Thames Water has breached its licence to supply water to nearly 16 million people after some of its debt was downgraded to junk status. The regulator Ofwat could now fine Thames, the country’s largest water monopoly, up to 10% of its annual turnover, equating to hundreds of millions of pounds. However, since the company is already teetering close to temporary renationalisation, Ofwat is likely to hold off on any immediate large fines. – Guardian

As many as 320,000 UK adults have been pushed into poverty by soaring mortgage costs after the sharpest increase in interest rates since the 1980s, a leading think tank has said. Highlighting the damage caused by Britain’s exploding mortgage timebomb, the Institute for Fiscal Studies (IFS) said individuals who needed to renew their home loans or take out new ones in the past two years had experienced a sharp fall in their disposable income. – Guardian

An Abu Dhabi-backed firm has invested $100m (£77m) in one of Britain’s biggest microchip companies as the Gulf state seeks to become a major player in artificial intelligence (AI). Fortress Investment Group, majority owned by Abu Dhabi’s wealth fund Mubadala Capital, has backed Imagination Technologies with a loan that can convert to equity in the company over time. – Telegraph

Top partner pay at Clifford Chance inched up by £40,000 to average £2.04 million as the City law firm reported its best financial performance for seven years. The “magic circle” firm announced that revenue for the year finishing at the end of last April rose by 9 per cent to £2.3 billion, the highest increase since 2017. That generated an overall partnership profit of £856 million, an annual increase of 10 per cent. – The Times

UK car production fell by 7.6 per cent in the first six months of the year, as manufacturers retooled their factories towards electric vehicle production. According to the Society of Motor Manufacturers and Traders (SMMT), factories turned out 416,074 new models, 34,094 fewer than in the same period in 2023. The fall in overall car production was driven by a significant decline in exports, while the number of cars produced for the UK market actually expanded by 17.7 per cent year-on-year to 106,157 in the first six months of 2024. Cars produced for export fell by 13.9 percent to 309,917 vehicles. – The Times

US close

Wall Street stocks closed sharply lower on Wednesday after investors got their first taste of Q2 big tech earnings overnight and thumbed over a number of data points.

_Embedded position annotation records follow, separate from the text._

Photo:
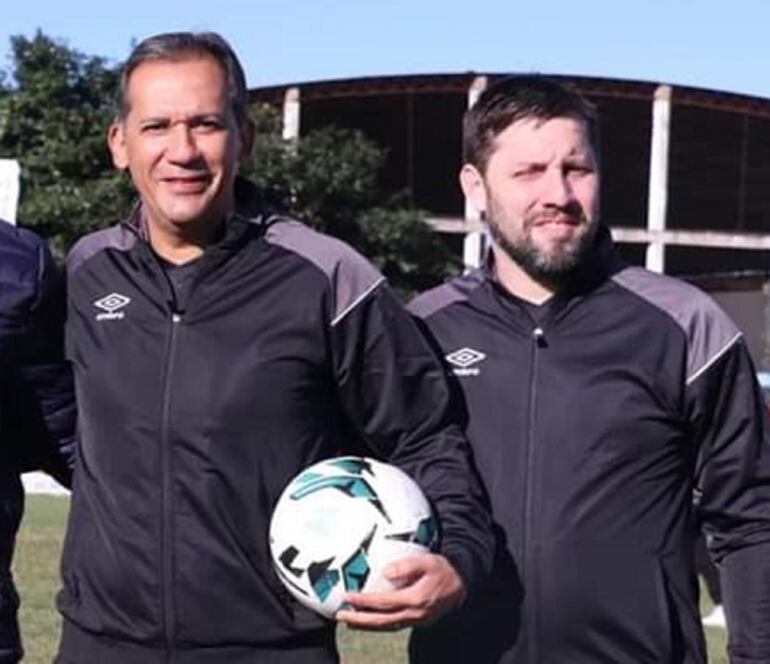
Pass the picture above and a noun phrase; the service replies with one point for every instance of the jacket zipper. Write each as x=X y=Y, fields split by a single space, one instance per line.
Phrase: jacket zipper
x=166 y=499
x=530 y=545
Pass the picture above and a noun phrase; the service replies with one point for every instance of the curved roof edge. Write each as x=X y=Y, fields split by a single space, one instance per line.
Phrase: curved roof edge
x=460 y=82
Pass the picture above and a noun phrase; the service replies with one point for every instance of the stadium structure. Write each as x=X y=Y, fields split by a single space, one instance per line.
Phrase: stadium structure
x=686 y=171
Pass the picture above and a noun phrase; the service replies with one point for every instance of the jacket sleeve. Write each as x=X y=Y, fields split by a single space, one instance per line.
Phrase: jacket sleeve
x=40 y=394
x=733 y=477
x=394 y=390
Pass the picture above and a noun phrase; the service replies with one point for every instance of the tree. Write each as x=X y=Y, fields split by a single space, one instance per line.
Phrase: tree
x=54 y=112
x=329 y=179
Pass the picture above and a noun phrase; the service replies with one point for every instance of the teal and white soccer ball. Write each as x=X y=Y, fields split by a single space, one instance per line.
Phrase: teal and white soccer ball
x=340 y=522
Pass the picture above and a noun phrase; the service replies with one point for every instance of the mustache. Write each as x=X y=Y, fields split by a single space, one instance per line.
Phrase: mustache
x=571 y=213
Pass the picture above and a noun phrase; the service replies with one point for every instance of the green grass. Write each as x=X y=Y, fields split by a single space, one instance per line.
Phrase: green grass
x=36 y=570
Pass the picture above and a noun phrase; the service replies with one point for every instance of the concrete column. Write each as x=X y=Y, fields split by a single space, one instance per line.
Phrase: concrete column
x=658 y=192
x=9 y=189
x=291 y=114
x=475 y=242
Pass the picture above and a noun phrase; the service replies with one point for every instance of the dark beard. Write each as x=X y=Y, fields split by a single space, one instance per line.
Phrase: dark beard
x=551 y=270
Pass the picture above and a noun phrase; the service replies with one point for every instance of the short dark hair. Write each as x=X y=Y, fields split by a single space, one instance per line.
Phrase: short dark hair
x=174 y=46
x=516 y=98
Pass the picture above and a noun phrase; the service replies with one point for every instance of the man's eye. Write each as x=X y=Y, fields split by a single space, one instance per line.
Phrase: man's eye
x=527 y=172
x=153 y=128
x=208 y=126
x=579 y=169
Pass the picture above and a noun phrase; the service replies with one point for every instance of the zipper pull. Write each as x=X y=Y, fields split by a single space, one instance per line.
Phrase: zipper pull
x=538 y=335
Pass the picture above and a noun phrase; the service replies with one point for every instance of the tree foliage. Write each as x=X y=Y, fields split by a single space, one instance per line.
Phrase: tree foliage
x=56 y=104
x=329 y=179
x=54 y=111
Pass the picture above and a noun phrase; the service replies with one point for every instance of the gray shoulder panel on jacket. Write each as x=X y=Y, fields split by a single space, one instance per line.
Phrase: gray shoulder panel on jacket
x=115 y=237
x=351 y=276
x=709 y=331
x=436 y=299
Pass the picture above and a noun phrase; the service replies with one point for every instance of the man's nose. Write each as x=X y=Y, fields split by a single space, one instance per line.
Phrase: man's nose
x=558 y=189
x=182 y=147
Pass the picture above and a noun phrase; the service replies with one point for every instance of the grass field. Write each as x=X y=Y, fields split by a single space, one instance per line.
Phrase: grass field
x=36 y=570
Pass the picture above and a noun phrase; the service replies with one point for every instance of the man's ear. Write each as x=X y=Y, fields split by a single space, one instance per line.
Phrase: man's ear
x=116 y=141
x=472 y=183
x=246 y=134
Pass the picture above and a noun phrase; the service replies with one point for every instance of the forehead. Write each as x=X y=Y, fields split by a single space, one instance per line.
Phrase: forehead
x=537 y=139
x=166 y=87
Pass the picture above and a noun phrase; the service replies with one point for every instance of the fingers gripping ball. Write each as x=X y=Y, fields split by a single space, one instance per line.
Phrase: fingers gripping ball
x=340 y=522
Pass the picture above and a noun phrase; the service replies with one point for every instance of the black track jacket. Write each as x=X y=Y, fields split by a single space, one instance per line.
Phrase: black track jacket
x=37 y=408
x=591 y=431
x=193 y=415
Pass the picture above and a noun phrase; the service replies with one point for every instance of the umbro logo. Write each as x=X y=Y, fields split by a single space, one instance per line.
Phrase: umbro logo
x=463 y=361
x=111 y=305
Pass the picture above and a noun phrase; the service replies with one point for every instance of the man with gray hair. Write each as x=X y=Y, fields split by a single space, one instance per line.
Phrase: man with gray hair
x=600 y=398
x=218 y=350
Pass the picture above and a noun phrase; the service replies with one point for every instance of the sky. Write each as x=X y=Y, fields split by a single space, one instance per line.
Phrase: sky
x=722 y=45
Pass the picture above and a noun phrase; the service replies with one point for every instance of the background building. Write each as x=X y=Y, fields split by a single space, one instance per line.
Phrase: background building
x=686 y=184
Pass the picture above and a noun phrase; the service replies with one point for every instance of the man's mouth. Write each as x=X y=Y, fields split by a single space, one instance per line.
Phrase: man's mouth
x=188 y=184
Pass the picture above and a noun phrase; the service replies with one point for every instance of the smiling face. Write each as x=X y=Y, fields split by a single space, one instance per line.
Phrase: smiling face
x=540 y=195
x=181 y=143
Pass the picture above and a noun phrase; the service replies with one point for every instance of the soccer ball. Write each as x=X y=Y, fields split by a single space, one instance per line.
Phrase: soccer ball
x=340 y=522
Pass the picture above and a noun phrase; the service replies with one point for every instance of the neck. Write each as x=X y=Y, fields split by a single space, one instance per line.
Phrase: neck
x=181 y=244
x=517 y=282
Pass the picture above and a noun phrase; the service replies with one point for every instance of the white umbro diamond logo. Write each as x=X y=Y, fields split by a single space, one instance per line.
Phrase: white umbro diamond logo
x=463 y=360
x=110 y=305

At the close, the Dow Jones Industrial Average was down 1.25% at 39,853.87, while the S&P 500 lost 2.31% to 5,427.13 and the Nasdaq Composite saw out the session 3.64% lower at 17,342.41.

The Dow closed 504.22 points lower on Wednesday, extending losses recorded in the previous session.

Google parent company Alphabet met expectations with its latest quarterly earnings report after the close but YouTube advertising revenues fell short of estimates, while electric carmaker Tesla's quarterly earnings nearly halved as a 7% year-on-year drop in revenues and price cuts put pressure on profits.

On the macro front, US mortgage applications fell 2.2% in the week ended 19 July, according to the Mortgage Bankers Association, trimming the previous week's 3.9% increase.